The first attempt to see La Bohème at the Cock Tavern last month was thwarted by snow (and the subsequent obligatory transport disruptions), so it was a relief to catch it at the Soho Theatre on Tuesday night to see what the fuss was all about.

This production of Boheme updates the story to the present day and is in English. The story is now in London Soho where poor struggling bloggers writers are trying to make ends meet. Mimi is an eastern European migrant worker who makes a bare living cleaning people's homes. When you read stories about homeless Poles eating rats, none of the problems the characters face in the opera seem far from the harsh realities for some of living in London today.
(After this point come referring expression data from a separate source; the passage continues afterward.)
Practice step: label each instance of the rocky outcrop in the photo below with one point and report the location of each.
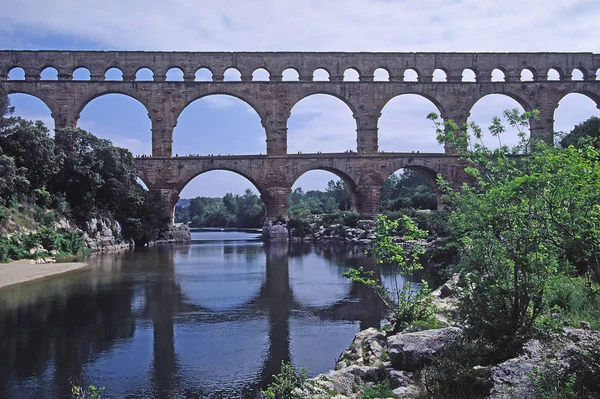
(369, 361)
(563, 354)
(175, 235)
(413, 351)
(104, 235)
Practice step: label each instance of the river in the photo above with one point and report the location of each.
(213, 319)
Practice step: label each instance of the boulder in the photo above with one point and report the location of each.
(413, 351)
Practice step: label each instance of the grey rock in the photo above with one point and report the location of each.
(413, 351)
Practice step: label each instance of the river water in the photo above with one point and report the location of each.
(213, 319)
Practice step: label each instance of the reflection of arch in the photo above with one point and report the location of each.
(350, 182)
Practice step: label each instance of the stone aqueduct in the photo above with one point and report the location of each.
(274, 173)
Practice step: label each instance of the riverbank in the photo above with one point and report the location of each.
(25, 270)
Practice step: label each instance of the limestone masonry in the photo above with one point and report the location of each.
(274, 173)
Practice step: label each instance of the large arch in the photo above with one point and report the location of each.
(573, 109)
(319, 179)
(404, 127)
(120, 118)
(493, 105)
(321, 122)
(31, 107)
(232, 187)
(219, 124)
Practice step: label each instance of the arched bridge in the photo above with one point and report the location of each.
(274, 173)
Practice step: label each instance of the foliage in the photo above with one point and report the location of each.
(382, 389)
(407, 302)
(91, 392)
(585, 133)
(285, 383)
(531, 212)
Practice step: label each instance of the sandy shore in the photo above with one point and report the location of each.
(21, 271)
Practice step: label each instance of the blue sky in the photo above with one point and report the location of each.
(221, 124)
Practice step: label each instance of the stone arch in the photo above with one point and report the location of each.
(49, 73)
(81, 73)
(578, 74)
(290, 75)
(498, 75)
(203, 74)
(528, 75)
(221, 113)
(439, 75)
(554, 74)
(430, 176)
(574, 108)
(414, 108)
(351, 184)
(321, 75)
(469, 75)
(261, 75)
(493, 104)
(17, 72)
(174, 74)
(30, 105)
(112, 73)
(232, 75)
(309, 123)
(411, 75)
(351, 75)
(381, 75)
(144, 74)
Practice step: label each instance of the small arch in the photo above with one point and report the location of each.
(498, 75)
(381, 75)
(113, 74)
(144, 74)
(49, 73)
(404, 127)
(351, 75)
(573, 109)
(469, 75)
(554, 74)
(439, 75)
(203, 75)
(577, 74)
(174, 74)
(290, 75)
(31, 107)
(261, 75)
(323, 179)
(411, 75)
(494, 105)
(410, 188)
(320, 75)
(321, 123)
(527, 75)
(81, 73)
(16, 73)
(232, 75)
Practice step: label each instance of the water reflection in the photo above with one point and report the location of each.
(212, 319)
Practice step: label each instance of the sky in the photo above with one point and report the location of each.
(223, 125)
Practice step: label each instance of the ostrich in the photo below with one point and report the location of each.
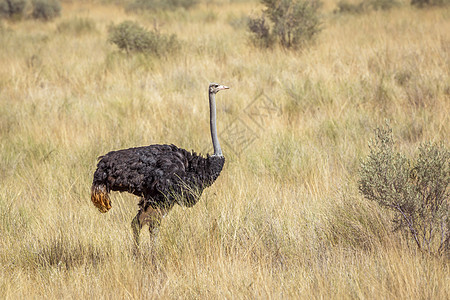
(161, 175)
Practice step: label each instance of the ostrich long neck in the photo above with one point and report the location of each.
(212, 120)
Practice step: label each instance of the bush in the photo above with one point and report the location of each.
(131, 37)
(416, 190)
(294, 23)
(77, 26)
(161, 4)
(46, 9)
(12, 8)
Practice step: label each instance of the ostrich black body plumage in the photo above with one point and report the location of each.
(162, 175)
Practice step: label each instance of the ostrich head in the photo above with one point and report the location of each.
(215, 87)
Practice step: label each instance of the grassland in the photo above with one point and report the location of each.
(284, 219)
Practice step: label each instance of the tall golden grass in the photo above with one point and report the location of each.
(284, 219)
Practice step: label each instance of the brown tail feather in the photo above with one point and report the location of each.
(100, 198)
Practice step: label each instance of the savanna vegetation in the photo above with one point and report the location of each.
(314, 201)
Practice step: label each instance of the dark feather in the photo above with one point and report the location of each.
(162, 174)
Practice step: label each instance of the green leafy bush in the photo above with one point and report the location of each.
(12, 8)
(131, 37)
(77, 26)
(416, 190)
(46, 9)
(161, 4)
(293, 23)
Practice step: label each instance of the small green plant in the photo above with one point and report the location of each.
(12, 8)
(416, 190)
(131, 37)
(364, 6)
(293, 23)
(46, 9)
(428, 3)
(77, 26)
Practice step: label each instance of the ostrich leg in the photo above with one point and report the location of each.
(151, 217)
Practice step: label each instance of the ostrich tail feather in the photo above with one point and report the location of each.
(100, 198)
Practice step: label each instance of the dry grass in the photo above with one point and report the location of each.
(284, 220)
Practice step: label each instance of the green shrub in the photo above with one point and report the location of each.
(416, 190)
(12, 8)
(293, 23)
(46, 9)
(161, 4)
(131, 37)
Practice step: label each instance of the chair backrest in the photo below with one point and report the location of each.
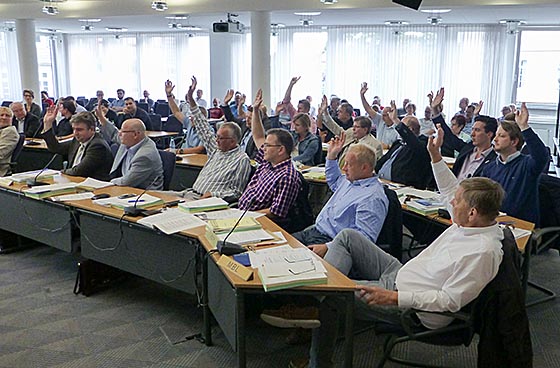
(155, 119)
(173, 125)
(300, 214)
(17, 151)
(162, 109)
(390, 236)
(168, 161)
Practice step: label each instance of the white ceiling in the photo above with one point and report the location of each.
(137, 15)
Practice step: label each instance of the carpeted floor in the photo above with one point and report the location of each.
(138, 323)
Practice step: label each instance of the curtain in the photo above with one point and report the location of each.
(10, 83)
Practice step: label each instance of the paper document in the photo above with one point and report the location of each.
(246, 237)
(172, 221)
(72, 197)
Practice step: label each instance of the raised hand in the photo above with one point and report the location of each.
(169, 87)
(363, 88)
(522, 117)
(478, 108)
(335, 146)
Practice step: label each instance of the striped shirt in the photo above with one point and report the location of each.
(226, 173)
(274, 187)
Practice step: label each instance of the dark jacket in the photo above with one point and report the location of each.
(96, 161)
(412, 164)
(500, 317)
(30, 125)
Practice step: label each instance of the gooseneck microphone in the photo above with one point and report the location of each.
(34, 182)
(227, 248)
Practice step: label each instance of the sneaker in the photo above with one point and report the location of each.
(290, 316)
(299, 363)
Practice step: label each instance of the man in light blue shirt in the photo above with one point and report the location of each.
(358, 201)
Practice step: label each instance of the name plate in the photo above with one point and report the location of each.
(237, 268)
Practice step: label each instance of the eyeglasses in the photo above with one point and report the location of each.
(266, 145)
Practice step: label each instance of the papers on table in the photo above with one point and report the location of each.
(206, 204)
(73, 197)
(172, 221)
(286, 267)
(144, 201)
(92, 184)
(30, 175)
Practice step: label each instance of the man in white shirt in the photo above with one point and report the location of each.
(446, 276)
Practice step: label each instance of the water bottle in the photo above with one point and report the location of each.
(172, 145)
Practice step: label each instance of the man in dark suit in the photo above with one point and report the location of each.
(88, 153)
(24, 121)
(475, 155)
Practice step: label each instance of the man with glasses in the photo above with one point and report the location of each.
(137, 162)
(358, 133)
(228, 168)
(274, 187)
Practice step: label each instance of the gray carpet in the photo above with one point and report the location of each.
(135, 323)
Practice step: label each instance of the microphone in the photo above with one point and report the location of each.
(33, 182)
(33, 142)
(133, 210)
(227, 248)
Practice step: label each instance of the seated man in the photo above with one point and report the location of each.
(518, 173)
(228, 168)
(446, 276)
(137, 162)
(475, 155)
(9, 138)
(191, 140)
(358, 201)
(131, 111)
(407, 161)
(274, 187)
(25, 122)
(88, 153)
(358, 134)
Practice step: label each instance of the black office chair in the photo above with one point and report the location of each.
(300, 214)
(505, 339)
(17, 152)
(168, 161)
(391, 236)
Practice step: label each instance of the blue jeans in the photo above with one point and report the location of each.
(357, 257)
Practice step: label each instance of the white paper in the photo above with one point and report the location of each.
(72, 197)
(172, 221)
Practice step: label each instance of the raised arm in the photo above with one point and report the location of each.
(257, 126)
(171, 101)
(371, 112)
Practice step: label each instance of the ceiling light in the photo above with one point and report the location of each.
(435, 11)
(308, 14)
(396, 23)
(434, 21)
(159, 5)
(50, 10)
(177, 17)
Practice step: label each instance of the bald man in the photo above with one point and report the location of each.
(407, 161)
(137, 162)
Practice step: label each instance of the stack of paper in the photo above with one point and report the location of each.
(206, 204)
(92, 184)
(44, 191)
(144, 201)
(172, 221)
(285, 267)
(425, 206)
(225, 225)
(30, 175)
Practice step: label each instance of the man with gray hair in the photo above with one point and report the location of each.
(228, 168)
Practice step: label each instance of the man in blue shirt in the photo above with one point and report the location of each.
(358, 201)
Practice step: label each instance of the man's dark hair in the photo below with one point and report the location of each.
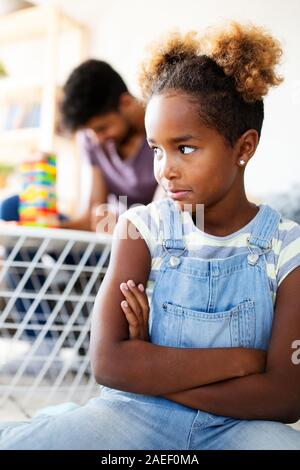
(92, 89)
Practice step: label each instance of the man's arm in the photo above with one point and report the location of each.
(274, 394)
(139, 366)
(98, 195)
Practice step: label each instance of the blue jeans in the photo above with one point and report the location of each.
(9, 211)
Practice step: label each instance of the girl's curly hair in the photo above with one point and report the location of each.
(226, 72)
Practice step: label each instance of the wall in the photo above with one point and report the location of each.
(120, 29)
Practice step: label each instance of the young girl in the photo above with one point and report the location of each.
(213, 367)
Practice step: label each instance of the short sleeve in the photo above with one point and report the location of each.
(289, 254)
(147, 220)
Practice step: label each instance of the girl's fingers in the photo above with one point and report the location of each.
(141, 296)
(134, 327)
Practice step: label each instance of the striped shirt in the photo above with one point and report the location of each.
(281, 260)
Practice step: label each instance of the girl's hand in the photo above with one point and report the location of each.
(136, 310)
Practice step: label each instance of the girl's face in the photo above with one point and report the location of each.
(191, 161)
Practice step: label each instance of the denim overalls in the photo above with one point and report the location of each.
(196, 303)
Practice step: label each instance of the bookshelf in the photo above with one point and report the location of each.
(28, 105)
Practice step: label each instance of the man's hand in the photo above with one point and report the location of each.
(136, 310)
(102, 219)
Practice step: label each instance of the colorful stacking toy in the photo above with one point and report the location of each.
(38, 196)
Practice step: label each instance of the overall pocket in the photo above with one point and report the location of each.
(186, 328)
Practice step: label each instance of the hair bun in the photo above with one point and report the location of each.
(247, 53)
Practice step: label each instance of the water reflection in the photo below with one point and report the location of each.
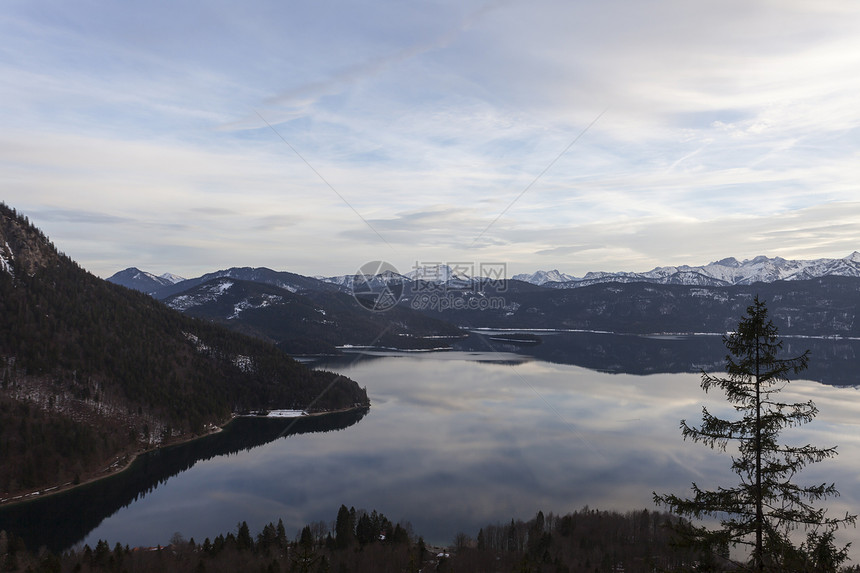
(61, 520)
(833, 361)
(458, 439)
1000000548While the singing is good (but not great), what sets this show a cut above anything else is the passion and emotion the cast convey. There is an awful lot of energy and enthusiasm here...

At the end of the second act everyone is asked to make their way to the bar, and the show commences with such a bang that even knowing what comes next (either in this production or the opera) feels like such a surprise. It was particularly amusing to see people walking down Dean Street do a double take at watching Musetta fight with her much older lover through the glass windows. Even for the usual jaded passers by in Soho, it certainly was a novelty...

Returning back to the theatre for the final two acts, the mood shifts a gear and there are some great performances as the characters slowly realise that Mimi might actually be dying. The audience was on the edge of its seat and I suspect more than a few were holding back the occasional tear.

It is not the full opera and there isn't room in the Soho Theatre for a full orchestra, but this production grabs you and takes you on a trip with the Soho Bohos that is hard to resist. It plays until 20 February.